20th Shoe of Baileys - Phone

Mar 19, 2011 11:24

Old Gregg all heard you all bitchin' and whining about bears recently. So you know what Old Gregg gonna do? He gonna do you a favor, yes sir. Old Gregg gonna give you some good old advice.

Old Gregg gonna tell you how to kill a bear.

Now see, you gonna first need to get you something like a big, long stick case things go sour at first. Then, what you gonna want to do is this. You gonna find a bathtub first, alright? You all gotta make sure you got that. Then you gonna fill that bathtub with honey, some urine, and treesap, and you gonna need to fill it to about at least the halfway mark cause you gonna be soaking in that shit for awhile.

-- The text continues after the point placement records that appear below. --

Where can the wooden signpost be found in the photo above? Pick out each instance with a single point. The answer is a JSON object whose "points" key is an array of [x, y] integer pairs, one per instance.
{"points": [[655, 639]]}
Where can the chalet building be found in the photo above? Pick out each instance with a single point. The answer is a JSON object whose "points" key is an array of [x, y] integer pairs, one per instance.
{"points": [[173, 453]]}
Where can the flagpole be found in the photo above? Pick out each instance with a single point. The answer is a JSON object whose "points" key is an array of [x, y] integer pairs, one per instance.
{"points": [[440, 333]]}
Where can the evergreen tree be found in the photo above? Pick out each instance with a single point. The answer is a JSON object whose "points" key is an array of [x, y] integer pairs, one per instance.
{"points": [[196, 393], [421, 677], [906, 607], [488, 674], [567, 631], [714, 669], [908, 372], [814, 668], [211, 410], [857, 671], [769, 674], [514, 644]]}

After 'bout a hour of soaking, when that smell all in you, you gonna take your stick and you gonna head off to wherever the bear is. Now, when you see the bear, he gonna like you cause you smell like him. Yes sir. That's what bears smell like: honey and urine with a little treesap. So that Mr. Bear, he all just gonna lumber over towards you thinking you another bear friend cause bears just have eyes for show. They're actually blind as shit, yes sir. And so, you just gonna let that big old bear sniff at you for awhile.

And when he doing that? You just jam that motherlickin' stick into his ear as far as it goes and try to pierce his beary brain. Now that might not kill him immediately if you don't got a long or big enough of one, so you're probably gonna need to tear it's throat out if it's still standing. Old Gregg prefers using his teeth for that, helps give Old Gregg an extra meal.

And that all how you kill a bear. You all welcome.